Nikolaus: Wenn das alte Management durch gravierende Fehler das Vertrauen – bei Mitarbeitern, Gläubigern, Kunden etc. – verloren hat, springen wir ein. Meist ist es aber so, dass wir gemeinsam mit dem bisherigen Management die Krise meistern und neues Vertrauen aufbauen. Nicht alle Mitglieder unseres Berufsverbands und deren Firmen bieten die Übernahme von Managementverantwortung selbst an. TMA Deutschland unterstützt aber ausdrücklich die Bereitschaft einzelner Berufsvertreter, die Rolle des CRO (Chief Restructuring Officer) zu übernehmen. Auch ich selbst stehe dafür gelegentlich zur Verfügung, aber mit dem Fokus auf die Kapitalseite (Financial Restructuring Advise).

Unternehmeredition:
Wie lange dauert eine Restrukturierung?
Nikolaus: Meist zwischen drei und zwölf Monaten.
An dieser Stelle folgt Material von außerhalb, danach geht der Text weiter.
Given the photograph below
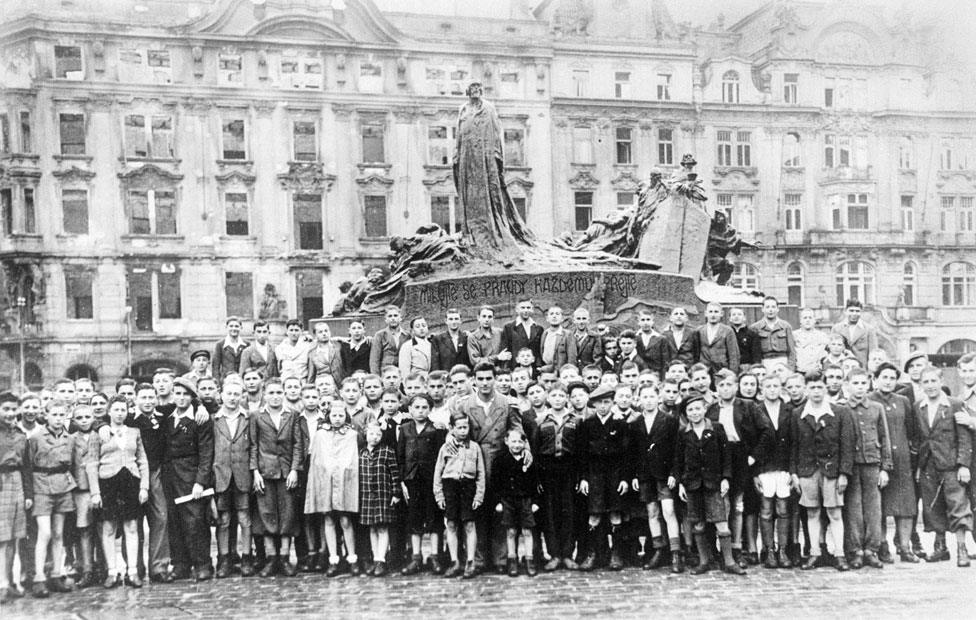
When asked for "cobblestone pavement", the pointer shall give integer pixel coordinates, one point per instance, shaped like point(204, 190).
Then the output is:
point(920, 591)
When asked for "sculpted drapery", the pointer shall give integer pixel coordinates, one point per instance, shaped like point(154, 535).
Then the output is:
point(490, 222)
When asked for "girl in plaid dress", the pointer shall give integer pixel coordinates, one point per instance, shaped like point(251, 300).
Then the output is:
point(379, 491)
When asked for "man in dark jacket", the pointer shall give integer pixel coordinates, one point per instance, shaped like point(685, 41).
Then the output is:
point(944, 455)
point(522, 333)
point(749, 437)
point(774, 473)
point(821, 463)
point(226, 358)
point(187, 470)
point(750, 351)
point(449, 347)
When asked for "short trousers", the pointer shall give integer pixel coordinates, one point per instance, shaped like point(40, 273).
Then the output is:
point(775, 484)
point(707, 506)
point(233, 499)
point(818, 490)
point(652, 490)
point(60, 503)
point(603, 481)
point(458, 499)
point(120, 497)
point(423, 513)
point(517, 513)
point(83, 511)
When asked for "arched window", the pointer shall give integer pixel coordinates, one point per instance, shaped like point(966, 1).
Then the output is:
point(82, 371)
point(794, 284)
point(791, 150)
point(960, 346)
point(959, 284)
point(745, 276)
point(730, 87)
point(143, 371)
point(33, 376)
point(909, 284)
point(855, 280)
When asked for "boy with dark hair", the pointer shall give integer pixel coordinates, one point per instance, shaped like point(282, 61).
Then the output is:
point(703, 467)
point(872, 466)
point(515, 484)
point(821, 464)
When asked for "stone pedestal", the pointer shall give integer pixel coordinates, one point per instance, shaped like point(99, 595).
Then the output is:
point(614, 294)
point(677, 237)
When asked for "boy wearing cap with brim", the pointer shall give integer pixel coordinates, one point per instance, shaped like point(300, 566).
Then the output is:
point(604, 450)
point(199, 366)
point(187, 469)
point(703, 467)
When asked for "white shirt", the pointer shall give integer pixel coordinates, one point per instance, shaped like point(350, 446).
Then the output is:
point(773, 409)
point(727, 420)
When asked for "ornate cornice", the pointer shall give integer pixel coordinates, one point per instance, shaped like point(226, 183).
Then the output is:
point(374, 180)
point(306, 176)
point(74, 173)
point(148, 173)
point(583, 180)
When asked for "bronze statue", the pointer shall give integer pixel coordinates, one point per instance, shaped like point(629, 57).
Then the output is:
point(490, 222)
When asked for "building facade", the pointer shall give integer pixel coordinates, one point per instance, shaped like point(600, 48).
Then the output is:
point(165, 165)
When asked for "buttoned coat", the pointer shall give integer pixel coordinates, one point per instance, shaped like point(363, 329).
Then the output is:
point(274, 452)
point(489, 430)
point(722, 352)
point(827, 445)
point(943, 445)
point(232, 455)
point(444, 355)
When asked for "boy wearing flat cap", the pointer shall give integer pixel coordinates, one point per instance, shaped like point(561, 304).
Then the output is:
point(187, 469)
point(603, 441)
point(199, 366)
point(703, 468)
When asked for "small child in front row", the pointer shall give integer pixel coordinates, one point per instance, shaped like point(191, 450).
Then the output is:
point(459, 487)
point(703, 467)
point(83, 418)
point(379, 492)
point(50, 462)
point(516, 485)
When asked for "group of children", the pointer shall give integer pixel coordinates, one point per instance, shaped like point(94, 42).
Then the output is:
point(573, 468)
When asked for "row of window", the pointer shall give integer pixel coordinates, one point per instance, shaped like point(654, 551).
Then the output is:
point(291, 69)
point(155, 212)
point(155, 291)
point(152, 136)
point(856, 280)
point(847, 211)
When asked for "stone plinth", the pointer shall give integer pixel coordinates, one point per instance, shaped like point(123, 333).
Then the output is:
point(612, 293)
point(677, 237)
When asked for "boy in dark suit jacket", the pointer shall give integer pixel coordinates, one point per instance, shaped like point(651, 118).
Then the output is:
point(276, 456)
point(944, 455)
point(603, 450)
point(703, 467)
point(774, 474)
point(232, 479)
point(749, 436)
point(821, 462)
point(449, 347)
point(187, 469)
point(417, 446)
point(522, 333)
point(652, 438)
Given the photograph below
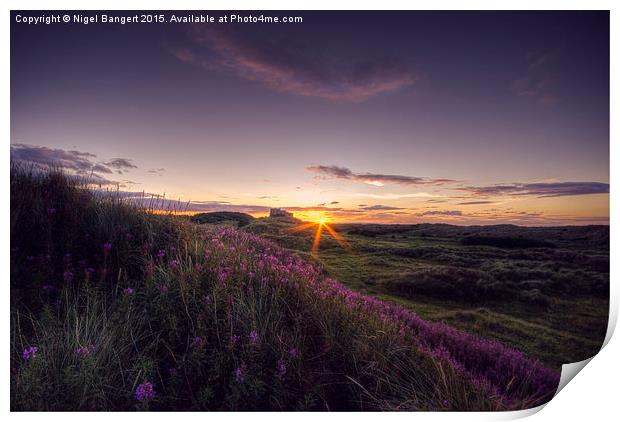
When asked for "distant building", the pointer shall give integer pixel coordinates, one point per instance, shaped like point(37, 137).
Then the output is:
point(279, 212)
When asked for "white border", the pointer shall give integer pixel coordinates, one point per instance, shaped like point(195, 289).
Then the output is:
point(592, 395)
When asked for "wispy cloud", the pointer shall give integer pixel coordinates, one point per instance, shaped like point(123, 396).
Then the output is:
point(158, 171)
point(542, 190)
point(120, 164)
point(392, 195)
point(285, 65)
point(375, 179)
point(442, 212)
point(380, 208)
point(475, 203)
point(536, 82)
point(82, 164)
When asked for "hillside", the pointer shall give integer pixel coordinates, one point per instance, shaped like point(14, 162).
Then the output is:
point(113, 308)
point(541, 290)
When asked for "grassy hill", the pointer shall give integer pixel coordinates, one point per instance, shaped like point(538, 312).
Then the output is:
point(113, 308)
point(237, 219)
point(541, 290)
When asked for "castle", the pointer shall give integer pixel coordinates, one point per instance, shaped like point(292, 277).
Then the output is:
point(278, 212)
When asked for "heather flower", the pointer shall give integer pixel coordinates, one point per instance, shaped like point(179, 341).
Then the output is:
point(29, 352)
point(67, 276)
point(280, 368)
point(144, 392)
point(240, 373)
point(197, 342)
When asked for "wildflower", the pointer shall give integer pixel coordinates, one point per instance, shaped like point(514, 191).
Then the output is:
point(144, 392)
point(280, 368)
point(67, 276)
point(240, 373)
point(29, 352)
point(107, 247)
point(197, 342)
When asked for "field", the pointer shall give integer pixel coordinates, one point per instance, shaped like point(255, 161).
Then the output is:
point(115, 308)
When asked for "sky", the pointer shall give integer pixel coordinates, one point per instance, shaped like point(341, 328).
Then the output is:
point(389, 117)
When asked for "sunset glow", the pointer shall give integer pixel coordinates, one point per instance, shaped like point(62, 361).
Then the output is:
point(361, 135)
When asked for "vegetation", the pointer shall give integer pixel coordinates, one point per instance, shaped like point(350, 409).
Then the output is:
point(238, 219)
point(115, 308)
point(541, 290)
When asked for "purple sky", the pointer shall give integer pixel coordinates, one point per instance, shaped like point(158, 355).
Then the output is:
point(461, 117)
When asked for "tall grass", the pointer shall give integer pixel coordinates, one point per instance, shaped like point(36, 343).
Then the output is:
point(117, 300)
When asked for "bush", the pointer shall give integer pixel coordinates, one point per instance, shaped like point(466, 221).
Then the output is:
point(134, 311)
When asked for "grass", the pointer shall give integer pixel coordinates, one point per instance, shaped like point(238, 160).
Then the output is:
point(109, 301)
point(549, 302)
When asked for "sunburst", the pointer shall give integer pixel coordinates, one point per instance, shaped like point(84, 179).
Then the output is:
point(319, 224)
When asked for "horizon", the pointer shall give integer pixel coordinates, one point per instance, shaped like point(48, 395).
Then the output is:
point(464, 118)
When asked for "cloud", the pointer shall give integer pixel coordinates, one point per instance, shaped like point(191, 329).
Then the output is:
point(285, 64)
point(446, 212)
point(542, 190)
point(380, 208)
point(336, 172)
point(391, 195)
point(536, 82)
point(80, 165)
point(475, 203)
point(121, 164)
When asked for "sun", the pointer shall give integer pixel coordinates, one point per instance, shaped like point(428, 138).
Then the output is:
point(319, 221)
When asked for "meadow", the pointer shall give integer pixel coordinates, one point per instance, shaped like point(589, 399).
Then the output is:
point(116, 308)
point(542, 290)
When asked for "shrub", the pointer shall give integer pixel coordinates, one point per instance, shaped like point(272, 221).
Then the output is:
point(176, 316)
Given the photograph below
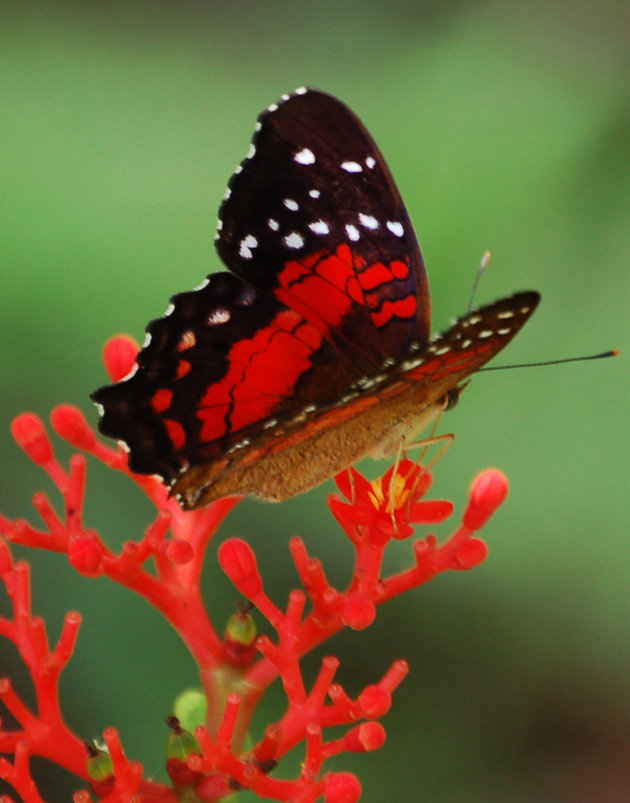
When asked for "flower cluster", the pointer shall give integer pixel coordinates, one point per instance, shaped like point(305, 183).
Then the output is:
point(208, 756)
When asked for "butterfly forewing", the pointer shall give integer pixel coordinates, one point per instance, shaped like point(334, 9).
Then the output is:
point(316, 201)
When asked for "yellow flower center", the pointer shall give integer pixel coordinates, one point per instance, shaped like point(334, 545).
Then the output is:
point(398, 492)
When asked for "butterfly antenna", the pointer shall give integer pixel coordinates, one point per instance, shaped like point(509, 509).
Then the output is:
point(603, 355)
point(482, 266)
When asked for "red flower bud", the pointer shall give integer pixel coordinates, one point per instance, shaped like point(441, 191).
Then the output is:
point(488, 491)
point(30, 434)
point(374, 701)
point(119, 356)
point(70, 424)
point(238, 561)
point(365, 737)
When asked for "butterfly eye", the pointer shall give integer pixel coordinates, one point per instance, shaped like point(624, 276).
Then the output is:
point(450, 399)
Am Ende soll das Unternehmen nicht nur die Krise überwunden haben, sondern auch strategisch für die Zukunft gerüstet sein. Das heißt meist: Konzentration auf die Kernkompetenzen, die wieder gestärkt werden.

Unternehmeredition:
Herr Dr. Nikolaus, vielen Dank für das Gespräch.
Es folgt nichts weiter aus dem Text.